Según mi opinión, creo que dicho relevo es un recurso evolutivo que garantiza la supervivencia de nuestra especie. La euforia, y el deseo desmedido, pueden generar una distorsión que nos haga infravalorar o desatender la presencia de amenazas externas. Por ejemplo, un animal, al contemplar un montón de comida en una zona desconocida, puede acercarse (cegado por el hambre) y atiborrarse sin prestar atención al acecho o la territorialización de la zona-. Aquellos que tienen mascota habrán vivido algún episodio donde su perro, en un momento de arrebatamiento, se salte las normas para abalanzarse a la mesa y agenciarse su ración de comida. A más tentación más deseo (y dopamina en la vía mesolímbica) por lo que menos vigilancia de los costes de dicha conducta y más deformación de la realidad en pro del consumo de nuestros intereses.

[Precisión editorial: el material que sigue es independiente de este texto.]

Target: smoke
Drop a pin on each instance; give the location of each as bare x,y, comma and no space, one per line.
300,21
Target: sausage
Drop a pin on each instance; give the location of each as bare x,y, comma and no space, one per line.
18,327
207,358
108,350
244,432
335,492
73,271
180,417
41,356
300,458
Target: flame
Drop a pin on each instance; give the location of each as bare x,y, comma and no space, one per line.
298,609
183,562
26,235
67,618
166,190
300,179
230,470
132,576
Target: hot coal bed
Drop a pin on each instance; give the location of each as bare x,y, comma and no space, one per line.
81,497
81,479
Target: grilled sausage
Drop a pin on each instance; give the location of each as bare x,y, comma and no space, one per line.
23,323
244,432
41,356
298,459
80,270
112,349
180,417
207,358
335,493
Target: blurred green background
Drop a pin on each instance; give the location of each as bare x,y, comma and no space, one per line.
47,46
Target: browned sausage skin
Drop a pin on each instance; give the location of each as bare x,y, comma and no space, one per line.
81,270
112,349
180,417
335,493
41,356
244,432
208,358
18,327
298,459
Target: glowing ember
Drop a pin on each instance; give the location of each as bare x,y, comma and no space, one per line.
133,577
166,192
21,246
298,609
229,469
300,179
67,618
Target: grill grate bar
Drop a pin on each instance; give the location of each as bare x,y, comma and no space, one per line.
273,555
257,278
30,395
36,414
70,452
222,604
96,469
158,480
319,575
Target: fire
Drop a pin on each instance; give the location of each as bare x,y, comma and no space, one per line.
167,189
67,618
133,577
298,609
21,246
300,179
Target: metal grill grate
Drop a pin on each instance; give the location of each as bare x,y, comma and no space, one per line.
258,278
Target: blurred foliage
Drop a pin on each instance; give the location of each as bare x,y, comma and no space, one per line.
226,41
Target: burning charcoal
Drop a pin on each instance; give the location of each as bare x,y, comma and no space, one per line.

Sin más rodeos, la euforia puede llevar a una percepción minimizada de los riesgos -aspecto que se presenta en los consumidores de coca -que afecta al sistema del placer- y, motivo por el cual, es reconocido el riesgo que conlleva el consumo en la conducción de automóviles-. Dicha sobreconfianza que implica el exceso de deseo, puede activar la respuesta de desconfianza cuando se llega a caer en cuenta.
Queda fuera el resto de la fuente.